New x86 servers certified for Nvidia AI Enterprise workloads
Nvidia also announced the availability of new AI-optimized servers from major computer manufacturers as part of its Nvidia-certified systems program. These new systems are certified to run Nvidia AI Enterprise software and are either available now or coming later this year from OEMs. Participating companies include Advantech, Altos, ASRock Rack, Asus, Dell Technologies, Gigabyte, Hewlett Packard Enterprise, Lenovo, Nettrix, QCT, and Supermicro.
New x86 servers based on Nvidia Ampere architecture GPUs are available now, the company said. Nvidia-certified systems using BlueField-2 DPUs will come out later this year and non-x86 machines powered by Arm CPUs will arrive in 2022.
“Enterprises across every industry need to support their innovative work in AI on traditional datacenter infrastructure,” Nvidia head of enterprise computing Manuvir Das said in a statement. “The open, growing ecosystem of Nvidia-certified systems provides unprecedented customer choice in servers validated by Nvidia to power world-class AI.”
Das said the new servers will become “some of the highest-volume x86 servers used in mainstream datacenters, bringing the power of AI to a wide range of industries, including health care, manufacturing, retail, and financial services.”

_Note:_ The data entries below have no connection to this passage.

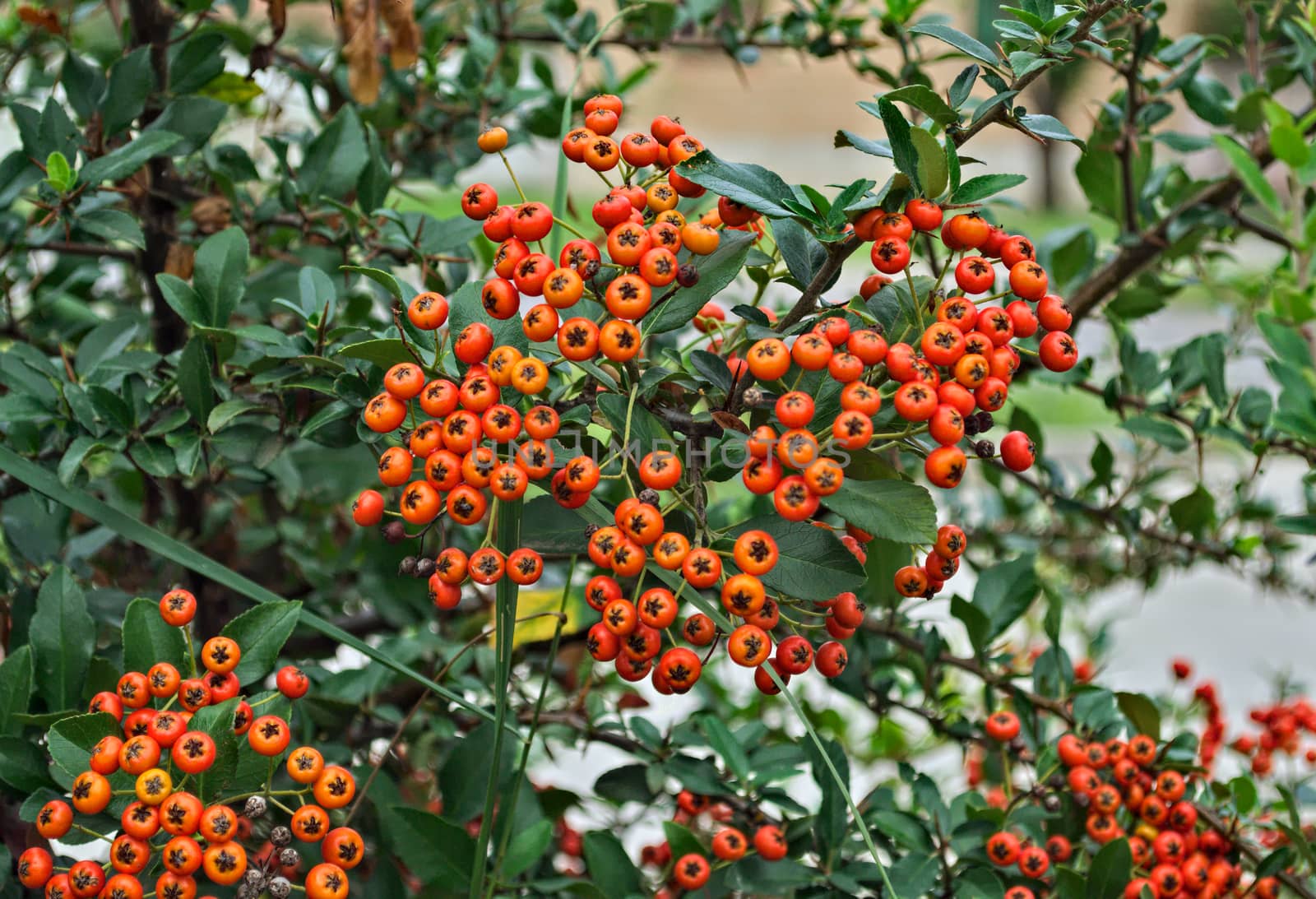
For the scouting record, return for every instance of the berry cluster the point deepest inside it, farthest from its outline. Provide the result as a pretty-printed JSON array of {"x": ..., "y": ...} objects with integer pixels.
[
  {"x": 169, "y": 829},
  {"x": 728, "y": 844},
  {"x": 1124, "y": 789},
  {"x": 467, "y": 451},
  {"x": 474, "y": 440}
]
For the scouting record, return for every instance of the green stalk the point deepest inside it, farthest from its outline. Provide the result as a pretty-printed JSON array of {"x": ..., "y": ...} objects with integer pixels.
[
  {"x": 507, "y": 539},
  {"x": 519, "y": 778},
  {"x": 161, "y": 544}
]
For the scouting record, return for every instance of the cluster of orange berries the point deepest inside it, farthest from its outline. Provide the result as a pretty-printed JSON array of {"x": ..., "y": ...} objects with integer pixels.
[
  {"x": 465, "y": 452},
  {"x": 644, "y": 234},
  {"x": 728, "y": 846},
  {"x": 1127, "y": 791},
  {"x": 192, "y": 841},
  {"x": 631, "y": 632},
  {"x": 1282, "y": 727}
]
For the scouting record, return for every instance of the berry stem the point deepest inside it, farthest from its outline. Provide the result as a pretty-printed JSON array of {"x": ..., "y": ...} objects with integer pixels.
[
  {"x": 512, "y": 175},
  {"x": 519, "y": 778},
  {"x": 565, "y": 225}
]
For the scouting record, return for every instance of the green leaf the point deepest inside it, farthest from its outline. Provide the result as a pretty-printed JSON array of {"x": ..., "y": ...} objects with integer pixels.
[
  {"x": 122, "y": 162},
  {"x": 753, "y": 186},
  {"x": 379, "y": 276},
  {"x": 149, "y": 640},
  {"x": 1298, "y": 524},
  {"x": 681, "y": 839},
  {"x": 934, "y": 169},
  {"x": 217, "y": 723},
  {"x": 194, "y": 379},
  {"x": 813, "y": 561},
  {"x": 112, "y": 225},
  {"x": 925, "y": 99},
  {"x": 1195, "y": 512},
  {"x": 225, "y": 412},
  {"x": 1142, "y": 712},
  {"x": 1110, "y": 872},
  {"x": 526, "y": 848},
  {"x": 220, "y": 273},
  {"x": 881, "y": 149},
  {"x": 725, "y": 745},
  {"x": 72, "y": 740},
  {"x": 232, "y": 89},
  {"x": 261, "y": 633},
  {"x": 894, "y": 510},
  {"x": 1249, "y": 173},
  {"x": 903, "y": 149},
  {"x": 716, "y": 271},
  {"x": 1004, "y": 592},
  {"x": 984, "y": 186},
  {"x": 336, "y": 157},
  {"x": 383, "y": 352},
  {"x": 466, "y": 307},
  {"x": 182, "y": 299},
  {"x": 645, "y": 428},
  {"x": 63, "y": 637},
  {"x": 194, "y": 118},
  {"x": 15, "y": 688},
  {"x": 107, "y": 517},
  {"x": 58, "y": 173},
  {"x": 23, "y": 765},
  {"x": 609, "y": 866},
  {"x": 1050, "y": 127},
  {"x": 432, "y": 848},
  {"x": 131, "y": 81},
  {"x": 1157, "y": 429},
  {"x": 967, "y": 45}
]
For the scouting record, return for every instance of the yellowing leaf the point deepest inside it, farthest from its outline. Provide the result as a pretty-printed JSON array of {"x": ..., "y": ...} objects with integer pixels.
[{"x": 232, "y": 89}]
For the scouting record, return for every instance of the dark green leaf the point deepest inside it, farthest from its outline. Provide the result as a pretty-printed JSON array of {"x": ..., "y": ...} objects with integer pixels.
[
  {"x": 716, "y": 271},
  {"x": 903, "y": 149},
  {"x": 526, "y": 848},
  {"x": 112, "y": 225},
  {"x": 894, "y": 510},
  {"x": 881, "y": 149},
  {"x": 925, "y": 99},
  {"x": 1110, "y": 870},
  {"x": 1158, "y": 429},
  {"x": 261, "y": 633},
  {"x": 15, "y": 688},
  {"x": 609, "y": 866},
  {"x": 984, "y": 186},
  {"x": 63, "y": 637},
  {"x": 967, "y": 45},
  {"x": 1004, "y": 592},
  {"x": 1050, "y": 127},
  {"x": 194, "y": 379},
  {"x": 432, "y": 848},
  {"x": 336, "y": 157},
  {"x": 131, "y": 81},
  {"x": 813, "y": 565},
  {"x": 753, "y": 186},
  {"x": 149, "y": 640},
  {"x": 220, "y": 273},
  {"x": 122, "y": 162},
  {"x": 1142, "y": 712}
]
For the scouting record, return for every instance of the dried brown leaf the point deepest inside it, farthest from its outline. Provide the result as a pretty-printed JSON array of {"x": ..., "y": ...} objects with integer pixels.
[
  {"x": 179, "y": 258},
  {"x": 361, "y": 30},
  {"x": 730, "y": 421},
  {"x": 403, "y": 32},
  {"x": 212, "y": 214}
]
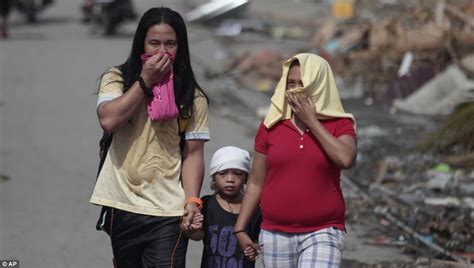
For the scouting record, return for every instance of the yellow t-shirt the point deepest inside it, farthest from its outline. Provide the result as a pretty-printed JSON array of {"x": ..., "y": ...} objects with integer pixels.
[{"x": 141, "y": 172}]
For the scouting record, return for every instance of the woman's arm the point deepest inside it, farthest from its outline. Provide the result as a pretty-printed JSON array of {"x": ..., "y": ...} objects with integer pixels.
[
  {"x": 250, "y": 203},
  {"x": 117, "y": 112},
  {"x": 192, "y": 174},
  {"x": 342, "y": 151}
]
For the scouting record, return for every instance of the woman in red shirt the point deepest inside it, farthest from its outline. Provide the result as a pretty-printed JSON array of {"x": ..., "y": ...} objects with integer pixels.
[{"x": 300, "y": 149}]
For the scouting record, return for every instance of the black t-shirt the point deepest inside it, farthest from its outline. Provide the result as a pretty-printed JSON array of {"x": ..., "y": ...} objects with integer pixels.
[{"x": 221, "y": 248}]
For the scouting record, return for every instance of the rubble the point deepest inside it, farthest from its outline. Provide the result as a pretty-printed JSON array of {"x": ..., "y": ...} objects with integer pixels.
[{"x": 418, "y": 61}]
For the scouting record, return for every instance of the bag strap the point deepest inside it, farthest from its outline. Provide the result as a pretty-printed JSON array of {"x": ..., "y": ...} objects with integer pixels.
[{"x": 106, "y": 141}]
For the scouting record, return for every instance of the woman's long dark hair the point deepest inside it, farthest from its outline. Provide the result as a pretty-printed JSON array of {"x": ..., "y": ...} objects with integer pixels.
[{"x": 185, "y": 83}]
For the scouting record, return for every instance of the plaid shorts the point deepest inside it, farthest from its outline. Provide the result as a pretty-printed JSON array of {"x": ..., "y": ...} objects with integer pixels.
[{"x": 322, "y": 248}]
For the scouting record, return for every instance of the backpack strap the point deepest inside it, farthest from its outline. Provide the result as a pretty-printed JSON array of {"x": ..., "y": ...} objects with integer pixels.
[
  {"x": 182, "y": 124},
  {"x": 104, "y": 144}
]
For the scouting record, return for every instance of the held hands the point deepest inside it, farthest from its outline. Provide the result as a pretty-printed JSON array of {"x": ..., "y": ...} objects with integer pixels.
[
  {"x": 155, "y": 68},
  {"x": 192, "y": 218},
  {"x": 251, "y": 250},
  {"x": 302, "y": 107}
]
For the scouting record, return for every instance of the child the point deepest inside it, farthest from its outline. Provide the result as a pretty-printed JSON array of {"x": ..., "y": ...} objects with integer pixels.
[{"x": 215, "y": 225}]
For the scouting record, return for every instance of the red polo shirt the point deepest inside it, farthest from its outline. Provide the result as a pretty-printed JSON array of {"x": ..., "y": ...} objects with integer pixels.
[{"x": 301, "y": 191}]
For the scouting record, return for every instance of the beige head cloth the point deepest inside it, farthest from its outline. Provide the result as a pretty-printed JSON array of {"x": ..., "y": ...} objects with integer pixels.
[{"x": 319, "y": 84}]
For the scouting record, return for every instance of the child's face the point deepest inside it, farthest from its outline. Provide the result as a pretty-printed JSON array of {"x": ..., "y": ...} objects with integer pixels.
[{"x": 230, "y": 181}]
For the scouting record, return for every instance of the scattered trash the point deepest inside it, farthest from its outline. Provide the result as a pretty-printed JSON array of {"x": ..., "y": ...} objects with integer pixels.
[
  {"x": 443, "y": 201},
  {"x": 217, "y": 9}
]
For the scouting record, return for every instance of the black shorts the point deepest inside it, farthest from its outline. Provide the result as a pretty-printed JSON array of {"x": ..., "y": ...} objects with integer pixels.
[{"x": 145, "y": 241}]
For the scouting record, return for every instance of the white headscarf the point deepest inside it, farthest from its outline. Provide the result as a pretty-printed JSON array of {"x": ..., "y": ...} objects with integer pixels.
[{"x": 229, "y": 157}]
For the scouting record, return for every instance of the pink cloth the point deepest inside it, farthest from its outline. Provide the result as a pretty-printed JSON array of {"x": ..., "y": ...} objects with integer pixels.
[{"x": 162, "y": 106}]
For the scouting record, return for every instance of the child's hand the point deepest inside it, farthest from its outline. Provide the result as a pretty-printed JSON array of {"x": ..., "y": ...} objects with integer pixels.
[
  {"x": 251, "y": 250},
  {"x": 196, "y": 224}
]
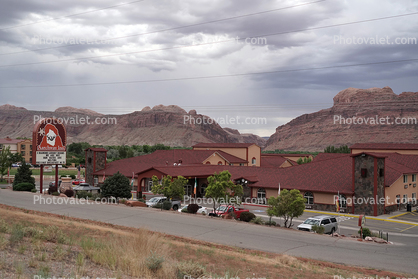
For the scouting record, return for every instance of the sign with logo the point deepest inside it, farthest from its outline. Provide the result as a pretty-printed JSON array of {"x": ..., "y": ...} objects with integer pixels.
[{"x": 49, "y": 142}]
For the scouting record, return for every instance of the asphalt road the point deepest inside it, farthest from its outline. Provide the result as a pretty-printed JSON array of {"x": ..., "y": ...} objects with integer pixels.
[{"x": 402, "y": 256}]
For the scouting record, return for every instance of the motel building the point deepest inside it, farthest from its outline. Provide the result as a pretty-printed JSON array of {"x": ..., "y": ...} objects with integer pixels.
[{"x": 374, "y": 179}]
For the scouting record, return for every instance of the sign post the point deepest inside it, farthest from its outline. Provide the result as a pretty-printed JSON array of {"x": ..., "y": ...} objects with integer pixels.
[
  {"x": 49, "y": 145},
  {"x": 361, "y": 223}
]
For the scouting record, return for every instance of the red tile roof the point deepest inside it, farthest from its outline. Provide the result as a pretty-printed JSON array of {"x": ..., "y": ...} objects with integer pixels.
[
  {"x": 222, "y": 145},
  {"x": 96, "y": 149},
  {"x": 10, "y": 141},
  {"x": 272, "y": 161},
  {"x": 385, "y": 146},
  {"x": 325, "y": 176},
  {"x": 163, "y": 157},
  {"x": 327, "y": 156}
]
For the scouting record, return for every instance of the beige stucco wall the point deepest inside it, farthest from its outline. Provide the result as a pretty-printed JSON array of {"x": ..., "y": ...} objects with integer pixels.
[
  {"x": 254, "y": 151},
  {"x": 296, "y": 158},
  {"x": 398, "y": 188},
  {"x": 27, "y": 151},
  {"x": 400, "y": 151},
  {"x": 13, "y": 147}
]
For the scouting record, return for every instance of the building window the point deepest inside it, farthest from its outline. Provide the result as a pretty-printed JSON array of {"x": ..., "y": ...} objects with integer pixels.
[
  {"x": 308, "y": 198},
  {"x": 381, "y": 172},
  {"x": 343, "y": 201},
  {"x": 203, "y": 189},
  {"x": 261, "y": 194}
]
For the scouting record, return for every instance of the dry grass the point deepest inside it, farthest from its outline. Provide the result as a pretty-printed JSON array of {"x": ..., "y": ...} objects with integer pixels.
[{"x": 45, "y": 244}]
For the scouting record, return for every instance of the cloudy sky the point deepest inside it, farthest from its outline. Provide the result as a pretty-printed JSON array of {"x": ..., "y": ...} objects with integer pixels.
[{"x": 205, "y": 46}]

The new Nvidia-certified systems are expected to run software such as the Nvidia AI Enterprise suite of AI and data analytics software on VMware vSphere, Nvidia Omniverse Enterprise for design collaboration and advanced simulation, and Red Hat OpenShift for AI development, with additional support for Cloudera data engineering and machine learning modeling tools, Das said.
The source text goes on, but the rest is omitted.